If Erik Seidel makes up ground on PokerStars Team Pro Daniel Negreanu on the all-time tournament winnings list while here at PokerStars Championship Panama, it won’t come from the $50,000 Super High Roller.
Early on Day 2, Seidel busted out of the event for the second time when he got the last of his chips in with deuces. Steve O’Dwyer the steamroller picked up sevens and held up when both players hit sets.
Nonetheless, the chase remains. As things stand at the time of writing, Negreanu holds a bit over a $1.3 million lead on Seidel for the top spot on the list — $32,887,949 to $31,513,654. Given that Seidel recently tweeted a couple of times in reference to the race, one might think it’s on his mind, something he’s actively pursuing.
Seidel, though, said that’s not the case at all when PokerNews caught up with him after he bagged a stack to end Day 1 of the Super High Roller. While he allowed that it’s “a fun goal” to have, he wouldn’t give the idea any more weight than that.
“I’m kind of set in what I want to play. I’m not going around playing everything.”
“I’m not gonna change my schedule,” he said. “I’m kind of set in what I want to play. I’m not going around playing everything.”
However, Seidel didn’t totally poo-poo the idea of the race. He fully understands its relevance, acknowledging that it’s a great way for poker fans to keep track of things and stay engaged in the ever-moving tournament poker scene.
While many have their eyes fixated on Seidel and Negreanu in those top two spots, the New Yorker was quick to point out that it’s far from a two-horse race. The two Poker Hall of Famers have put some distance between themselves and the rest of the field, Daniel Colman lurks less than $4 million back of Seidel at $27,963,503. Given Colman’s propensity for posting massive scores — he has five cashes over $1 million and another just under that mark — it’s not implausible that he could be the live tournament cashes king in the near future.
In fact, Colman recently one-upped Seidel when the two reached heads-up play in the Triton Super High Roller Series HK$250,000 Six-Max in Manila. Colman took down the event for approximately $470,000 while Seidel settled for about $300,000.
“I think it’s great for poker,” Seidel said of the subplot of the three tournament titans trying to best each other. “You’ve got three people who have had a good amount of success in tournaments. It makes [the tournaments] a little more interesting, I think.”
At the end of the day, though, the famously soft-spoken Seidel has a characteristically self-reflective outlook on where his accomplishments place him in poker history. He may have once jangled his eight bracelets to puff out his chest in an amusing TV spot, but comparing himself to others isn’t his style.

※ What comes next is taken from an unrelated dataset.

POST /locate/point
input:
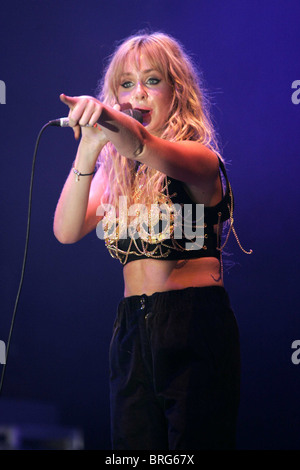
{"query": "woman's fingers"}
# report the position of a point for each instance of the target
(84, 110)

“I don’t rank myself compared to other people because I just think there’s no way to possibly do it,” he said. “I’m happy with the way my career’s gone, but I don’t really look at it versus other people necessarily.”
There are myriad reasons why comparisons between players can be difficult, if not impossible. For example, only cashes are tracked on HendonMob, without regard to entry fees. For another, the landscape of tournament poker has changed drastically with the advent of high roller events.

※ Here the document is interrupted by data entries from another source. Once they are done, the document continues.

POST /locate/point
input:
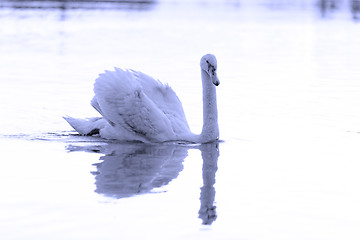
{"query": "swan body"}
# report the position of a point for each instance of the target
(136, 107)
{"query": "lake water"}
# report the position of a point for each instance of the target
(289, 161)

Then, there’s the fact that inflation means a cash in 2017 for a given amount has less relative value than a cash in 1970 for the same amount. For example, Seidel’s famous first cash, when he came runner-up to Johnny Chan in the 1988 World Series of Poker Main Event, earned him $280,000. In today’s dollars, that would be worth about $575,000.
Seidel allowed that he has never considered that angle on things but pointed out that his longevity gives him a pure volume edge over younger players like Colman.

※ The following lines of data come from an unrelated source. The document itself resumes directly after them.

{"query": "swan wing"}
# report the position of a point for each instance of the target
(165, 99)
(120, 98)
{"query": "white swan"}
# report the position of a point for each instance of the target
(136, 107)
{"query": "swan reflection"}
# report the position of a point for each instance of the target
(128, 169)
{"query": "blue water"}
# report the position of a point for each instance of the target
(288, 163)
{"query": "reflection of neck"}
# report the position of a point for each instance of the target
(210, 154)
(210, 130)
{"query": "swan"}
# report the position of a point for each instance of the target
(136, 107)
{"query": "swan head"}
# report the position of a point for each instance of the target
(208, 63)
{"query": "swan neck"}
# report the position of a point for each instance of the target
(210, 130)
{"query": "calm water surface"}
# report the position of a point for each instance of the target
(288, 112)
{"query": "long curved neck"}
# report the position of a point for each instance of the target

The one adjustment Seidel would like to see on the list?
“just take out the top win, I think that skews things a lot.”
“What I’d like to do is just take out the top win,” he said. “I think that skews things a lot.”
Certainly, it would reward longevity and consistency, two of Seidel’s hallmarks. His biggest cash, about $2.5 million at Aussie Millions, is little more than a chunk in his storied career, whereas players who binked monster eight-figure scores like Colman and Antonio Esfandiari would lose massive amounts from their totals.
Seidel could see a day in the future where he dials back his volume and loses some of his ability to keep stacking up the cashes that keep him near the top of the list. But, for now, the plan is to keep doing what he’s doing.
“I’m enjoying it a lot now, as much as I ever have,” he said. “I like the challenge of it. I find it endlessly interesting. I certainly feel like the last few years, I’ve held my own.”
“Who knows why that is, but that’s encouraging,” he said with a smile.